Amir Roughani, der Initiator des Projekts, sagt, er vertraue auf die Kraft seiner Argumente. Immer wieder wird er unterbrochen, als er bei jener Veranstaltung im Wirtshaus spricht, berichten Teilnehmer. Er nehme die Skepsis ernst, nicht allerdings eine "Fundmentalopposition ohne Sachlichkeit", sagt Roughani. Die Gegner würden mit Mutmaßungen und Halbwahrheiten arbeiten. Weder würden sich die Seen in eine Kloake verwandeln, noch sei das Grundwasser gefährdet, noch habe er Informationen zurückgehalten. Tatsache sei nun mal: Der Osser sei ein idealer Standort, auch wegen einer bereits vorhandenen Hochspannungstrasse. Viele Bürger sähen das ähnlich. Zudem leiste das Pumpspeicherkraftwerk einen großen Beitrag zum Umweltschutz. Und was an einem begrünten Wasserbecken so schlimm sei?

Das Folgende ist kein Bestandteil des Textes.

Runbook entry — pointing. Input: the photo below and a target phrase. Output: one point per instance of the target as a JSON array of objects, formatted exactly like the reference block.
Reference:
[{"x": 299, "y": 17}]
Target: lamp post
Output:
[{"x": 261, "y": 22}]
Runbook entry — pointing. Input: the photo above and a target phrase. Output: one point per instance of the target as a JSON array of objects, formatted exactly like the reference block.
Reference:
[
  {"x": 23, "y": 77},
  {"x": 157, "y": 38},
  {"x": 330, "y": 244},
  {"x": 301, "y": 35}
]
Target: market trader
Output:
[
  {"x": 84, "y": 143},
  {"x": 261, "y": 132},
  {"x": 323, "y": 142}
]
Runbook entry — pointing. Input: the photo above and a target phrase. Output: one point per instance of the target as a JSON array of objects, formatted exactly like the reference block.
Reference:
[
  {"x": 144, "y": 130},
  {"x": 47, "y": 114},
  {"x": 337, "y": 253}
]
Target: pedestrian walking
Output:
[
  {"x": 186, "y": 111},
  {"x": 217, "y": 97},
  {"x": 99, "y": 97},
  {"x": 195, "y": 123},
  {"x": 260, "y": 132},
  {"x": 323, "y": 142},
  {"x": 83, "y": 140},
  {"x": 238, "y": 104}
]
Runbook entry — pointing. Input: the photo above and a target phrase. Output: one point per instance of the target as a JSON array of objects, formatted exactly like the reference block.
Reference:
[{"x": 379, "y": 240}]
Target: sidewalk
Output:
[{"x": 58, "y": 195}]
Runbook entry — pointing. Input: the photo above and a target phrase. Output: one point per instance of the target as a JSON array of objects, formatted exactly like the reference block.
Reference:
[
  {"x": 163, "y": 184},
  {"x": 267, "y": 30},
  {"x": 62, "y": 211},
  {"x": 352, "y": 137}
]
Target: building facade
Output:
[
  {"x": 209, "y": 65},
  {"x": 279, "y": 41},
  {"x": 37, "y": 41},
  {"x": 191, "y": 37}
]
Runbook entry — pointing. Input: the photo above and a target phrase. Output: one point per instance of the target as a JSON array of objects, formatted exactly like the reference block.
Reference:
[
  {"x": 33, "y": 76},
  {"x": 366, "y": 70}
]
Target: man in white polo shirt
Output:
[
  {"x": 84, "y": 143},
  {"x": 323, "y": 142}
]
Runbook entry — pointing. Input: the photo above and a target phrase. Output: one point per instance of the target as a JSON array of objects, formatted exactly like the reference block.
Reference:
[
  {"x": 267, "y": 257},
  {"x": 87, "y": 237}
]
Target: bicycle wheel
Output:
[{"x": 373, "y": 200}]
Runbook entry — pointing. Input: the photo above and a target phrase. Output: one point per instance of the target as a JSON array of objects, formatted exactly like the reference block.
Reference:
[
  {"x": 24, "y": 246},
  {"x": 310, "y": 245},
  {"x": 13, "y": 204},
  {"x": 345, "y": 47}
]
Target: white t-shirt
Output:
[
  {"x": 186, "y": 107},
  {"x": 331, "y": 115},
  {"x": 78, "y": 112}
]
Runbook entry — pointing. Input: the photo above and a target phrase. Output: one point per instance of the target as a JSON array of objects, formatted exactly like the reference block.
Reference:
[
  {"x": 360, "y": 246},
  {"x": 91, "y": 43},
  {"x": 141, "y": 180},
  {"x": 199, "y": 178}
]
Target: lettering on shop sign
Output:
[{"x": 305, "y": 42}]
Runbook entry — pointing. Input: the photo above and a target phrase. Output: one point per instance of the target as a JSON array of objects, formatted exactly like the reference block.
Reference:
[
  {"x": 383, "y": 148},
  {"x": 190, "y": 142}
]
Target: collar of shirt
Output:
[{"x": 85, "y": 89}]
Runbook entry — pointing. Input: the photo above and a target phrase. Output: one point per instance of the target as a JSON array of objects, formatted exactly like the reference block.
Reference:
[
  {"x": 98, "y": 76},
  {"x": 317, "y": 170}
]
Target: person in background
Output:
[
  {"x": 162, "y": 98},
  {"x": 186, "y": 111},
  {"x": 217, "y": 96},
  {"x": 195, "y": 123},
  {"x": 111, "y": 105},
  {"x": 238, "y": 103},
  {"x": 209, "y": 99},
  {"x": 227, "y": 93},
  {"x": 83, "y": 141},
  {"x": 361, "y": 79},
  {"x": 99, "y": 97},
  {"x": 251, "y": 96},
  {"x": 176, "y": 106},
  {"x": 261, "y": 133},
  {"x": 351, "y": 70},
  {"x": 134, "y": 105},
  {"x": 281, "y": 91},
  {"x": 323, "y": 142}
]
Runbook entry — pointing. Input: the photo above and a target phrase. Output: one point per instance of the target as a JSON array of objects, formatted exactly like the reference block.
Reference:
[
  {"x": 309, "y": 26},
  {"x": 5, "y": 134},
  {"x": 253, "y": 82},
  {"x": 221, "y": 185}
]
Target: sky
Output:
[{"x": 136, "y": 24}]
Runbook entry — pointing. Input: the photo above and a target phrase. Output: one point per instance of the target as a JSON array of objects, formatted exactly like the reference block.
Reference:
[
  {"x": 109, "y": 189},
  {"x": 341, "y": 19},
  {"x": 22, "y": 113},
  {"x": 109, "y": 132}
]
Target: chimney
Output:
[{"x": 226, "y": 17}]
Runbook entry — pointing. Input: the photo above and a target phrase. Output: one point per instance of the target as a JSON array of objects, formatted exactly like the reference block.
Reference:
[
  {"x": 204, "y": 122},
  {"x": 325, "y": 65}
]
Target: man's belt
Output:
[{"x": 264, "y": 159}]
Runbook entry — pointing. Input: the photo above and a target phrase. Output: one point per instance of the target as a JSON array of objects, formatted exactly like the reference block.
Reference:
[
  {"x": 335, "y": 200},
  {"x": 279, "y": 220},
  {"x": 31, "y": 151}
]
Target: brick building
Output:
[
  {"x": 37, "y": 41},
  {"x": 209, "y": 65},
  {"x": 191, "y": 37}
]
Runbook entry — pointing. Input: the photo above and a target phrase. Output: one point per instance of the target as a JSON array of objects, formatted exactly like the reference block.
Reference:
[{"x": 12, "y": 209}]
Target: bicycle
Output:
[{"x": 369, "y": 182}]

Fragen wie diese zogen sich bis in den Lamer Kommunalwahlkampf hinein. Der neue Bürgermeister Paul Roßberger fordert, man solle die endgültigen Planungen der Firma abwarten, um ein Urteil zu fällen: "Emotionen helfen nicht weiter." Landrat Franz Löffler sagt, man müsse abwägen, ob der Ertrag diesen Eingriff in die Natur rechtfertige. Er bekenne sich zur Energiewende, würde aber gerne wissen, welchen Beitrag die Pumpspeicherkraftwerke dazu überhaupt leisten. Anfragen an diverse Ministerien sollen Klarheit verschaffen.

Müsste der Gemeinderat von Lam jetzt abstimmen - die Mehrheit würde wohl für den Bau der Anlage votieren, glaubt Erwin Molzan. Viele Bürger sind noch unentschieden. Immerhin ein Nutzen sei schon jetzt erkennbar, sagt mancher: Das Empfinden für die Heimat und Natur habe durch die Debatte wieder deutlich zugenommen.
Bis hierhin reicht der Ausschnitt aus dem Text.